Risks and benefits of transfusion for children with severe anemia in Africa
1 Paediatric Intensive Care Unit, Great Ormond Street Hospital NHS Foundation Trust, Great Ormond Street, London WC1N 3JH, UK
2 Respiratory Critical Care and Anaesthesia Unit, Institute of Child Health, University College London, 30 Guilford Street, London WC1N 1EH, UK
BMC Medicine 2014, 12:68 doi:10.1186/1741-7015-12-68Published: 25 April 2014
Severe anemia contributes significantly to child mortality in sub-Saharan Africa. Blood transfusion is used in emergencies but carries risks. In BMC Medicine, Olupot-Olupot and colleagues report the findings of a phase II trial in children with severe anemia in Eastern Uganda. They provide important early safety and efficacy data supporting large volume whole blood transfusion (30 ml/kg) compared with the World Health Organization recommendation of 20 ml/kg. Large volume transfusions result in more rapid and frequent correction of severe anemia; they can be expected to reduce the risk of transfusions, and help manage the scarce resource of donor blood. However, severe anemia arises from varying combinations of acute, sub-acute and chronic etiologies.
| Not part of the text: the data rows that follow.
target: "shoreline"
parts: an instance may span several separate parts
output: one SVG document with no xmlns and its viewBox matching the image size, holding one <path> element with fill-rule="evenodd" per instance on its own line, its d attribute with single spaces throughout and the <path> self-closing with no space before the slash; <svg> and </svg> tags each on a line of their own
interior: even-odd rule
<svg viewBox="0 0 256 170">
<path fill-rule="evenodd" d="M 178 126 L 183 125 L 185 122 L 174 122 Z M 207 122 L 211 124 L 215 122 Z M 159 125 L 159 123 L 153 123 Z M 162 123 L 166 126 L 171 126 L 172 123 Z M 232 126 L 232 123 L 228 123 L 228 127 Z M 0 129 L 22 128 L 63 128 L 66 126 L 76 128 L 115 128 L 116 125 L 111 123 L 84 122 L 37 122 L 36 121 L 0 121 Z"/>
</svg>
The Fluid Expansion As Supportive Therapy study reminds us that the risks and benefits of even simple interventions are complex, and that rapid normalization of physiology may not always be the best strategy. There is no substitute for high quality evidence and to this end we strongly support Olupot-Oluput and colleagues’ call for a definitive trial of large volume transfusions in severe anemia.